Walls Made of Glass is a seductive metaphor for spiritual and sensory openness to the world around us, and is the basis for this third opus by Montreal-based Gentiane MG (Michaud-Gagnon). The pandemic (and the multiple confinements associated with it) has had the effect of awakening in some artists a visceral need to enter into sensory communication with the outside world, whether it manifests itself in the form of fellow human beings, fauna, flora, or simply the zeitgeist of our time.
Through writing based on the harmonic-rhythmic relationship typical of post-EST jazz, but also delicate flirtations with the atonalism of modern chamber music, Gentiane allows herself to be totally impregnated by the sensory and metaphorical world that surrounds her, thanks to its light and its movements.
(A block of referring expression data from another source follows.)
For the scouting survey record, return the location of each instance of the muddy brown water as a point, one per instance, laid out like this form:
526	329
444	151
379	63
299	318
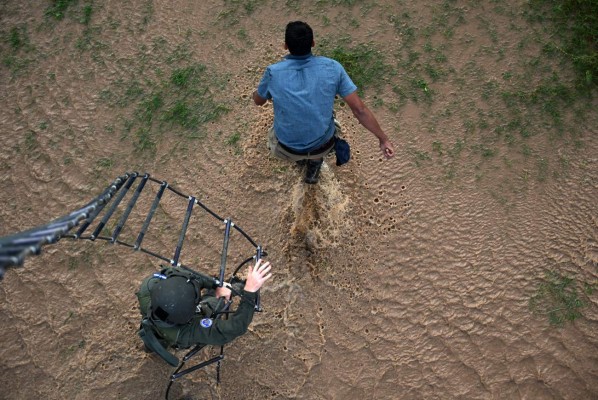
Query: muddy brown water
391	281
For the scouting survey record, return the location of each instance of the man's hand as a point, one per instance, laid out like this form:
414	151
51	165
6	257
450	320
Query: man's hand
257	275
223	292
258	100
387	149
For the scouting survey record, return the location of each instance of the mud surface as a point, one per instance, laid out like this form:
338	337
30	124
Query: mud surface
401	279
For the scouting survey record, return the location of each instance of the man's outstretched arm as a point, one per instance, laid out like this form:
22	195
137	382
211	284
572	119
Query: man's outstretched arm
258	100
368	120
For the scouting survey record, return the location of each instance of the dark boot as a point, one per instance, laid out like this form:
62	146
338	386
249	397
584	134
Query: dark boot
312	172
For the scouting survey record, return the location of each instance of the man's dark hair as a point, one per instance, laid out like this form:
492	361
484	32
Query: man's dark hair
299	37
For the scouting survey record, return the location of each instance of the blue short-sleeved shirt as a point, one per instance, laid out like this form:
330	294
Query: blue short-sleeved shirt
303	90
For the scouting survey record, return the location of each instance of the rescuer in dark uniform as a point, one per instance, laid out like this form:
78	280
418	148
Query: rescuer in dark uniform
179	315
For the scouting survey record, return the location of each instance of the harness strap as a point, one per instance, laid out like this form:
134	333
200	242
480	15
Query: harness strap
146	333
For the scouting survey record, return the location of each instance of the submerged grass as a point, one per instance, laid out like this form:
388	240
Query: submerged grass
573	26
557	297
180	101
364	63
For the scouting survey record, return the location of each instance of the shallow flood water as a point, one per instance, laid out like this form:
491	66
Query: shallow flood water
402	279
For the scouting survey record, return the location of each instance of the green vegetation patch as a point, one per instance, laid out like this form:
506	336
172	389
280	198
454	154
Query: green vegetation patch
557	298
58	8
575	26
364	63
180	102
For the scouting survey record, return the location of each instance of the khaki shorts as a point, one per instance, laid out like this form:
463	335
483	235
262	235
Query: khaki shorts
279	152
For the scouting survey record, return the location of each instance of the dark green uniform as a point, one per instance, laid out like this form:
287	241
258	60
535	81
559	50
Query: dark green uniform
200	329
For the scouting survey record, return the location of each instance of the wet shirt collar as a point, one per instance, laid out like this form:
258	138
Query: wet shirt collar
304	57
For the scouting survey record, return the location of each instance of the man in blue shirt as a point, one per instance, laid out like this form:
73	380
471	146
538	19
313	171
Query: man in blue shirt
303	88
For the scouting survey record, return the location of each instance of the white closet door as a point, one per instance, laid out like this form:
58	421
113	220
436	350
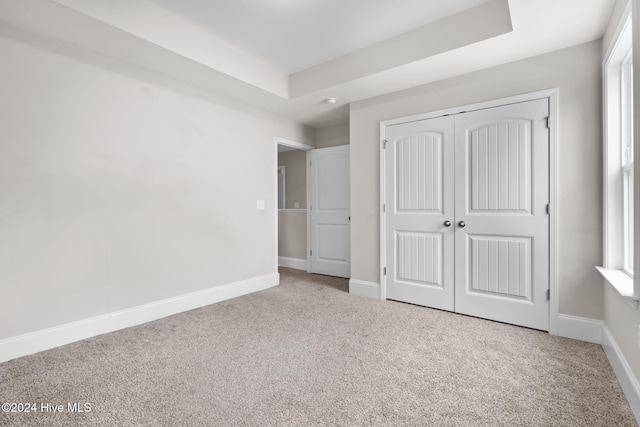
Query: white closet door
502	226
330	213
420	200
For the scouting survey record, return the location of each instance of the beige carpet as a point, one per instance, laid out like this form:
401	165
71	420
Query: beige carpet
307	353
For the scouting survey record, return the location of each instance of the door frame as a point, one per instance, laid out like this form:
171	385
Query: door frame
552	96
299	146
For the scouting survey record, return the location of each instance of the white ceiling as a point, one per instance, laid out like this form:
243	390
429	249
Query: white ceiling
297	34
286	56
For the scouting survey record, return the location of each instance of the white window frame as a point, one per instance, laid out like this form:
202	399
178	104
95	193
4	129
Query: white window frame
618	132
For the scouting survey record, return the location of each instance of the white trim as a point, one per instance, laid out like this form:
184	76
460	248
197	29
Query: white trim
46	339
292	144
546	93
552	95
309	242
627	380
297	263
383	217
554	132
364	289
579	328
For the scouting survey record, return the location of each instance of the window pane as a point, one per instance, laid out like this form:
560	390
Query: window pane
628	218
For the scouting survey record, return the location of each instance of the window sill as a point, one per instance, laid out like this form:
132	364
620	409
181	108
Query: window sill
621	282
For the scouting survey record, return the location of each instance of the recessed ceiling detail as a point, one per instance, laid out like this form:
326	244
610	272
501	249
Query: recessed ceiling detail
461	36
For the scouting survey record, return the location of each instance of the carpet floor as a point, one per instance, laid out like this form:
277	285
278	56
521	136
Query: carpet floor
307	353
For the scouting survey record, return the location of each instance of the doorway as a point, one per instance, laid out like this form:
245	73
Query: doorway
466	224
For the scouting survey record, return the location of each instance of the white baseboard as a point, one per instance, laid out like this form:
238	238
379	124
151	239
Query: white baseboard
46	339
627	380
364	289
579	328
297	263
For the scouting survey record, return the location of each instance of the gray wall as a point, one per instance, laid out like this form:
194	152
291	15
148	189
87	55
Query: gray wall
577	73
117	189
295	177
332	136
292	234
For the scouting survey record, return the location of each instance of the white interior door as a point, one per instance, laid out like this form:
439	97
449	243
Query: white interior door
420	212
329	212
502	225
466	223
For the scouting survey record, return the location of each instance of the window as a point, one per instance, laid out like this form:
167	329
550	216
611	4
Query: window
626	161
619	215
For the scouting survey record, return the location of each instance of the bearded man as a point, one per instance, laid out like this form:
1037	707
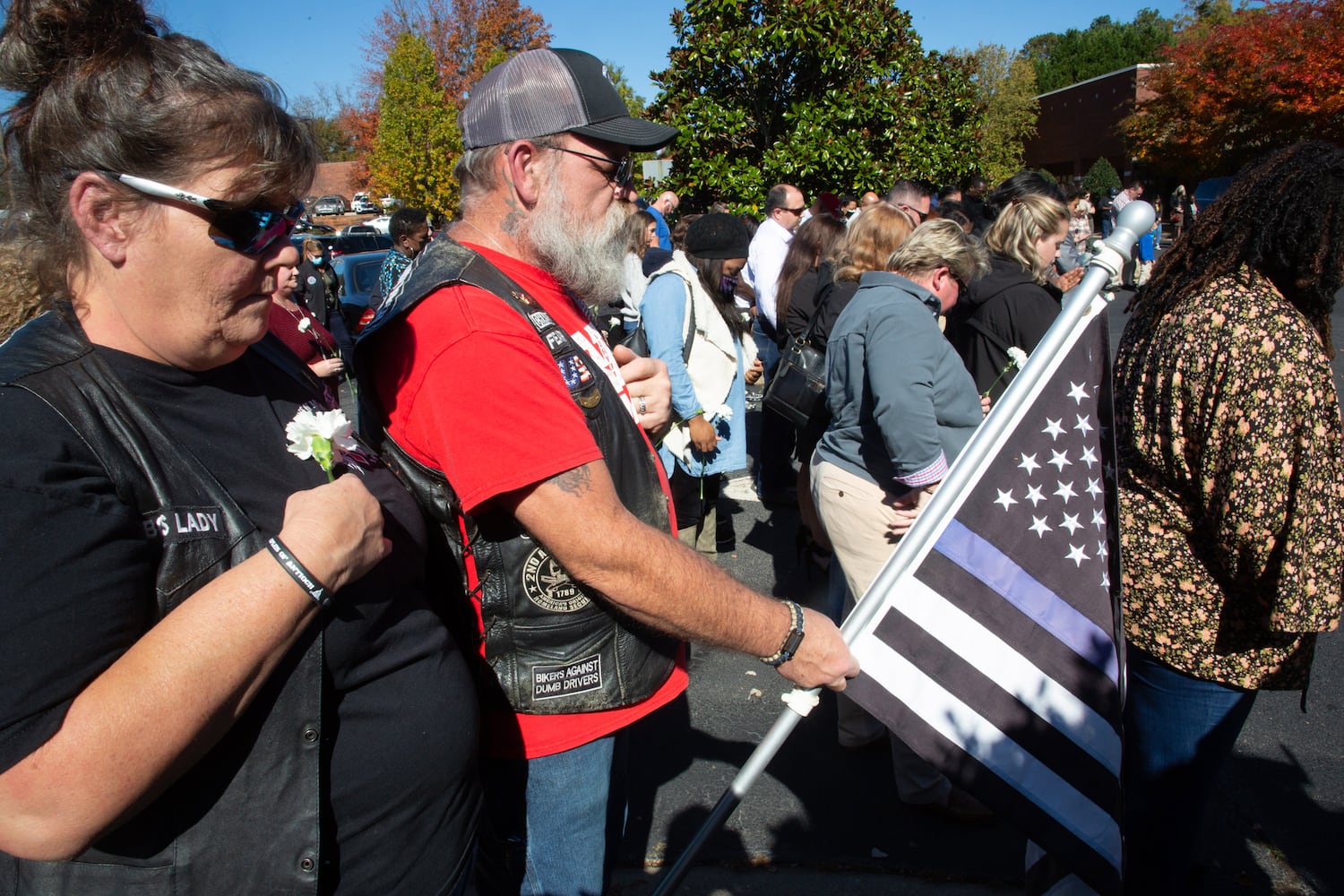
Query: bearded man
494	392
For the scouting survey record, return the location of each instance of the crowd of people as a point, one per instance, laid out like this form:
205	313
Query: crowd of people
418	646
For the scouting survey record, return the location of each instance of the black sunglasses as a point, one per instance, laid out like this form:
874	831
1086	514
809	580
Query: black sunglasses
624	166
244	230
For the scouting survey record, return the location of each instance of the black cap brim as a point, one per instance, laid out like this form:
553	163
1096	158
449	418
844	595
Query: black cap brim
634	134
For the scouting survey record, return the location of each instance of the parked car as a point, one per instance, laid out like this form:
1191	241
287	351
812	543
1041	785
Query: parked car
330	206
362	204
351	244
311	228
358	274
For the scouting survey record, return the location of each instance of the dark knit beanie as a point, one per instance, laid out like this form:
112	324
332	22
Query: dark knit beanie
718	236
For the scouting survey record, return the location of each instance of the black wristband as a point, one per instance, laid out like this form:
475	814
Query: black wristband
300	573
790	641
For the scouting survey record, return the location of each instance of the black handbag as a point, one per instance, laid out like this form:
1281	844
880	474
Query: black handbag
797	392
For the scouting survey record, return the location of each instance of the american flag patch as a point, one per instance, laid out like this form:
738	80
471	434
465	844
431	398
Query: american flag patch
574	371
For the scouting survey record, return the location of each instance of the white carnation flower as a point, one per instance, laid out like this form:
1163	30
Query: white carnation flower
322	435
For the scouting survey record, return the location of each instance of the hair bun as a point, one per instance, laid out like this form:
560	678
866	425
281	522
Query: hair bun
45	39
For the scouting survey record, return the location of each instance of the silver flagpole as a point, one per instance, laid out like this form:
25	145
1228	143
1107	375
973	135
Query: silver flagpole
1134	220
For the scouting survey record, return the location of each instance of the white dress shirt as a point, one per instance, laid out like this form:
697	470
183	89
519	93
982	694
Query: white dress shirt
765	261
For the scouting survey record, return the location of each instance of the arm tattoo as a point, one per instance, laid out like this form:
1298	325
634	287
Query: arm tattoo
577	481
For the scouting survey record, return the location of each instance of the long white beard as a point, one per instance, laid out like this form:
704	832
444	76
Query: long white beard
586	257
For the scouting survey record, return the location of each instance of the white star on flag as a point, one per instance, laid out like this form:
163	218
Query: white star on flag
1004	570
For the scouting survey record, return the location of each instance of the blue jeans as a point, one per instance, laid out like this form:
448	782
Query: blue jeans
545	829
1179	731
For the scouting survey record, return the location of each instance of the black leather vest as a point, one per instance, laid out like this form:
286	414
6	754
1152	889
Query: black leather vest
245	820
554	645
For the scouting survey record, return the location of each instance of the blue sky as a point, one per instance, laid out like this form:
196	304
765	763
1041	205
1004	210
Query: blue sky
304	45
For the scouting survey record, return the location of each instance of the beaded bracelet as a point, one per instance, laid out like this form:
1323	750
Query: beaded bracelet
790	641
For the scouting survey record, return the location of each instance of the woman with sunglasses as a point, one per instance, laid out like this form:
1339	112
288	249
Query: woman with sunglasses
1013	306
223	673
306	336
902	408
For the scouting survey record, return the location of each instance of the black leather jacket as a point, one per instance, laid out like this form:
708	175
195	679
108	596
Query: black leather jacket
245	818
554	645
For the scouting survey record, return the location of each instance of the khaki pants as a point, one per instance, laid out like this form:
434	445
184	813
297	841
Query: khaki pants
857	514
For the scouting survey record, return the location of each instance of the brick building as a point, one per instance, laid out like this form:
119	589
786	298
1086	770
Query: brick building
1081	124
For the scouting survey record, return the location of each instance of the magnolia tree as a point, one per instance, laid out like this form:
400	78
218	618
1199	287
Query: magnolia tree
819	93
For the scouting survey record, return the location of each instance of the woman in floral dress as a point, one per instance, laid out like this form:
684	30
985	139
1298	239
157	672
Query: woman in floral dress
1231	495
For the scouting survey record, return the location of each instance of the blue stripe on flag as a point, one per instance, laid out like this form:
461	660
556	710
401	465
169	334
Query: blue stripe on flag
1035	600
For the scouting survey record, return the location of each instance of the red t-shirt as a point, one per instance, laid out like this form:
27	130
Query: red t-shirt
470	390
312	346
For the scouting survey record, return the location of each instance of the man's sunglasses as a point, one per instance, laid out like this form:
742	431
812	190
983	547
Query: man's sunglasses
624	166
244	230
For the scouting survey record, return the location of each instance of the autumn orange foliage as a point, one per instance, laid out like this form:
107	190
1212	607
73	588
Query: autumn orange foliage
1230	93
467	37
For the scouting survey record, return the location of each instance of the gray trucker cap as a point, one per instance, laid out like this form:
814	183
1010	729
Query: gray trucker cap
548	91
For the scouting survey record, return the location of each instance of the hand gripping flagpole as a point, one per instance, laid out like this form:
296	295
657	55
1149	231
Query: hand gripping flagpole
1082	301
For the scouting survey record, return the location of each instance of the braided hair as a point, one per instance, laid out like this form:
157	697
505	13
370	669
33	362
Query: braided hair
1284	218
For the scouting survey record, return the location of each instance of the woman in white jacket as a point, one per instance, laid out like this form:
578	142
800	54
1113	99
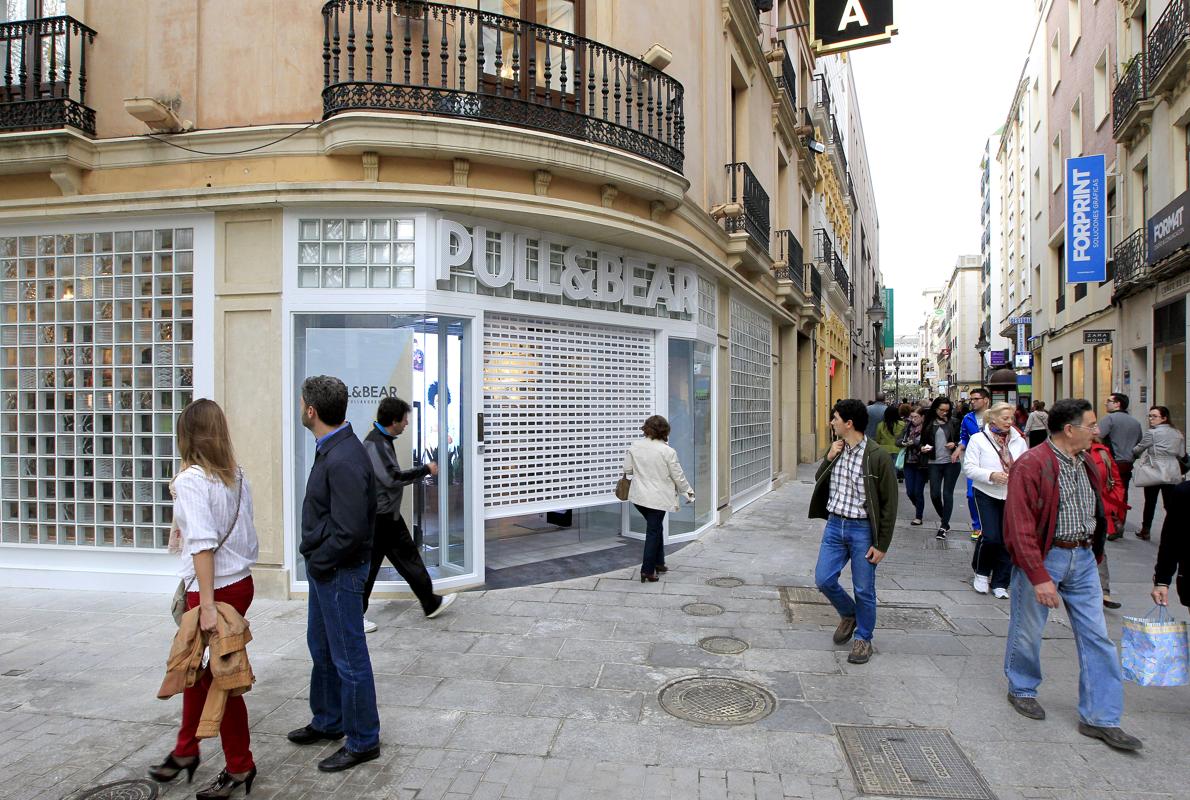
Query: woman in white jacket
987	461
657	477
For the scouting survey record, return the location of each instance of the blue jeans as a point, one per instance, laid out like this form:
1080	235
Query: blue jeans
841	541
915	487
1100	681
342	688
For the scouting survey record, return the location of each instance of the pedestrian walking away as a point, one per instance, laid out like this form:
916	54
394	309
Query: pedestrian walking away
972	423
1157	464
916	466
1054	529
337	519
855	491
390	535
656	480
988	462
1121	432
215	536
939	439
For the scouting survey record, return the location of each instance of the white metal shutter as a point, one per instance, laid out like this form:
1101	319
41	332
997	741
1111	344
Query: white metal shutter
751	399
562	401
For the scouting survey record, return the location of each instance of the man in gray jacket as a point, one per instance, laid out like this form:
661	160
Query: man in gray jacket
390	535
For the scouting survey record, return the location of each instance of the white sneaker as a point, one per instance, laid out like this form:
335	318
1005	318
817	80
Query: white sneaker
445	604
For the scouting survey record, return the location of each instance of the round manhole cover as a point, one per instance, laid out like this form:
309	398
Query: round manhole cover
702	608
716	700
137	789
722	645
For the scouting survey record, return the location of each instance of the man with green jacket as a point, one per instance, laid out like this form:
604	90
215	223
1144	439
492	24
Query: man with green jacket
855	491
As if, despite the obligation to remain enclosed, glass walls had allowed us to remain holistically bathed in the beauty around us at all times.
Sometimes intensely engaged, more often contemplative or vaguely chill, the young Quebecer’s compositions invite us on a journey that is both impressionistic and symbolist. The titles of the pieces will be the starting points for aural adventures charged with poetry and spirituality. Gentiane is adequately supported by Levi Dover on double bass and Louis-Vincent Hamel on drums.
To express what this album is about and why my perception of the outside world has changed, I like to use an image: If I open a light in the middle of the day, I probably won’t notice it. If I open the same light in the middle of the night, in addition to seeing it clearly, my eyes and consciousness will inevitably be drawn to the glow. Each of the moments that inspired this music is comparable to that light, they were perceptible in contrast to the surrounding darkness. Music has this extraordinary power to freeze in time certain ephemeral moments that belong to the past and to reflect them in the present moment.